The family, who pay £2,142 a year in council tax, do not get a reduction in their rates, despite the scheme saving the council hundreds of thousands of pounds.

Near neighbour, pensioner Jakki Joyce, 65, said: ‘It was a money- saving scheme to sack binmen and the vast majority of us hate it. I am a 5ft 2in grandmother and it is almost impossible for me to get my rubbish into these awful things because the lids are so heavy.

‘I saw one elderly lady, who I know is suffering a terminal illness, struggling the other day to get to the communal bin with her rubbish in the pouring rain. It was pitiful.’

In Manchester, families have to sort their rubbish into three separate communal bins – the first for rubbish, the second for paper and card, and the third for plastic, glass and tins.

Food and gardening waste is still collected from each house.

The scheme will soon affect 15,000 homes across the city with one 1,100-litre bin for every 20 homes – and council bureaucrats have threatened to remove any old-style bins they find on the streets.

Officials in Manchester would not comment on how much money the council will save.

Olwyn Steinloft, 70, a pensioner with osteoporosis who lives in south Manchester, said it was difficult for her to walk the 100 yards to the bins and now she relies on neighbours and relatives.

She said: ‘What makes it worse is when there’s bad weather, you have to walk all that way in the pouring rain. Then when you get to them it’s a struggle to lift the lids on these big things.’

In Bristol, communal bins are being trialled by 3,000 households including the exclusive Clifton neighbourhood, with two of the four trial areas also using communal recycling bins.

There are plans to add to the current 200 bins, which serve up to 12 households each. The council said the scheme cost £80,000 to roll out, but would not comment on potential savings.

Insurance worker Charlotte Rysdale, 26, from Bristol, said: ‘The bins are a complete eyesore. They really aren’t very nice to have right next to your home.’

Another concern is the safety of those people – usually either drunk or homeless – who fall asleep in one of the dumpsters and end up being crushed or suffocated in a rubbish truck. Latest figures, for 2009/10, show that the Health and Safety Executive recorded three such deaths – including one in Brighton and one in Manchester – having not had any in the previous four years.

Teacher Scott Williams, 35, died in July 2009 when he was apparently crushed after falling asleep in one of the containers in Brighton after a night of heavy drinking.

Brighton and Hove Council has reported at least other three cases where people sleeping in communal bins were tipped into rubbish trucks as they were emptied. All survived, but the council now employs an extra binman on each rubbish truck as a precaution.

The Manchester case related to an industrial, rather than residential, dumpster.

Rubbish collection has been a hot topic for years.
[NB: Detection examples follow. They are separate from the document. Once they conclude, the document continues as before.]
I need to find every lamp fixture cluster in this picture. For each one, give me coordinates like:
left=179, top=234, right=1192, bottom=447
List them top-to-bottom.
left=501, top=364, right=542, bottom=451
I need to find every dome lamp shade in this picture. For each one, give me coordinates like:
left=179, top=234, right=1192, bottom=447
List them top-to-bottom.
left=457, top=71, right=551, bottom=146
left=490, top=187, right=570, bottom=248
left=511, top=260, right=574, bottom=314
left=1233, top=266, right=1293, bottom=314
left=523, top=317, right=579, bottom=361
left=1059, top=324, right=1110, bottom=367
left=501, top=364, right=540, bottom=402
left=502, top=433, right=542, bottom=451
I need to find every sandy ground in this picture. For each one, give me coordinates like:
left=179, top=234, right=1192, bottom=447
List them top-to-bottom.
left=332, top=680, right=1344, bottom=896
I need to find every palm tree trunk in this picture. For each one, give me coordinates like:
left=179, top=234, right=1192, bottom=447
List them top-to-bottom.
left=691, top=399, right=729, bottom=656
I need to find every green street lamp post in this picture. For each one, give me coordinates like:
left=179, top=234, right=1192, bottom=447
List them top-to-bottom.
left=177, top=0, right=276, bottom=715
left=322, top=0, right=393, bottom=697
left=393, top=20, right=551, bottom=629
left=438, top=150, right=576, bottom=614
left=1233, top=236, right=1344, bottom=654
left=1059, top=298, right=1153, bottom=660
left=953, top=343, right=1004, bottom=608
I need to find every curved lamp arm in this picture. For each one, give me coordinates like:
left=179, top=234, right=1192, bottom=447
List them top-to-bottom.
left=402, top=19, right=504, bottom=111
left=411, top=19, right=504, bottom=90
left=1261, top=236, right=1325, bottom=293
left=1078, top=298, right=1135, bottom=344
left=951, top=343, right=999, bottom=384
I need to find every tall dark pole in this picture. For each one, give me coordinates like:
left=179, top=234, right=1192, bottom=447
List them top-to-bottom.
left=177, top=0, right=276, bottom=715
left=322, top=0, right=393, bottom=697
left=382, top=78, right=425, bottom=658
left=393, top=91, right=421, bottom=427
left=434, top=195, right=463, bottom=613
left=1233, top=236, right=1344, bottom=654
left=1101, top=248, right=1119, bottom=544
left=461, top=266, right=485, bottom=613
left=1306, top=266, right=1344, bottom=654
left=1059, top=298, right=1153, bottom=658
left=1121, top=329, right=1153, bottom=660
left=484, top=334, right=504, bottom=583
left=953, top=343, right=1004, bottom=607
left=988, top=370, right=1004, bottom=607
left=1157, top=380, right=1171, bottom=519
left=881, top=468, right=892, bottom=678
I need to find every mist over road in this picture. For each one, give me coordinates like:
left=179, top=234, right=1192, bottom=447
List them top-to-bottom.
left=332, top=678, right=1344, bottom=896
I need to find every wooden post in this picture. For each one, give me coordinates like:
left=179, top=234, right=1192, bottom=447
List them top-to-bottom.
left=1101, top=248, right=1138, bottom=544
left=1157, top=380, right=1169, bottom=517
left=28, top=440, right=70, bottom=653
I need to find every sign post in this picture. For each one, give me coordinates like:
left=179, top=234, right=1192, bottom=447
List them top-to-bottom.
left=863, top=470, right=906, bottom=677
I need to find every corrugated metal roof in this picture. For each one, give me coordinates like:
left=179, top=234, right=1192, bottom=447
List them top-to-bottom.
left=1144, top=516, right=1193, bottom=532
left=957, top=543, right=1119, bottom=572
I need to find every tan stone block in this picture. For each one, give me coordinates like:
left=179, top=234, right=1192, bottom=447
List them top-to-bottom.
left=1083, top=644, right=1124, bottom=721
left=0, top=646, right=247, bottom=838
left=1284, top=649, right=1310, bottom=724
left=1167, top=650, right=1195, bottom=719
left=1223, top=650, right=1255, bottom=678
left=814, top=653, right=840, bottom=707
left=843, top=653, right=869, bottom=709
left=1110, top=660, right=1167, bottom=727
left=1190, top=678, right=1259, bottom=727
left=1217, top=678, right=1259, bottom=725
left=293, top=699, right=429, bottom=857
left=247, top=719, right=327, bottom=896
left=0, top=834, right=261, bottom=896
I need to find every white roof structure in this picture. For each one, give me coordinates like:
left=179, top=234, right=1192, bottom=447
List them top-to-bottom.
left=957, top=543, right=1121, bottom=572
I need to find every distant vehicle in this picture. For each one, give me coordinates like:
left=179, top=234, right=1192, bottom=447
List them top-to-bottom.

Half of councils no longer offer weekly bin collections, and Communities Secretary Eric Pickles this month admitted he was unable to force them to reinstate them.

A recent survey of 117 councils revealed that 59 per cent now make fortnightly collections.

A Brighton and Hove Council spokesman said yesterday: ‘We introduced communal bins in targeted areas to improve street hygiene, and this has led to considerable savings.

‘The bins were introduced because of a lack of space to leave out refuse in some areas, compounded by seagulls scattering rubbish from black bags left on the streets.’

A Manchester Council spokesman said: ‘Residents say that the changes have made it easier for them to recycle and have improved how their neighbourhoods look.’

And a spokesman for Bristol Council said: ‘The main aim is to enhance the local communities by improving the street scene and reducing litter and fly tipping.’

Last night a Brighton estate agent said a communal bin in the road right outside a £500,000 house could take up to £10,000 off the value of the property.

Paul Bonett, of Bonett’s estate agents, said: ‘I would say it could affect the value by up to two per cent and will impact the saleability of the house. Whereas before, seven out of ten viewers may have been interested in the house, this might reduce it to five.’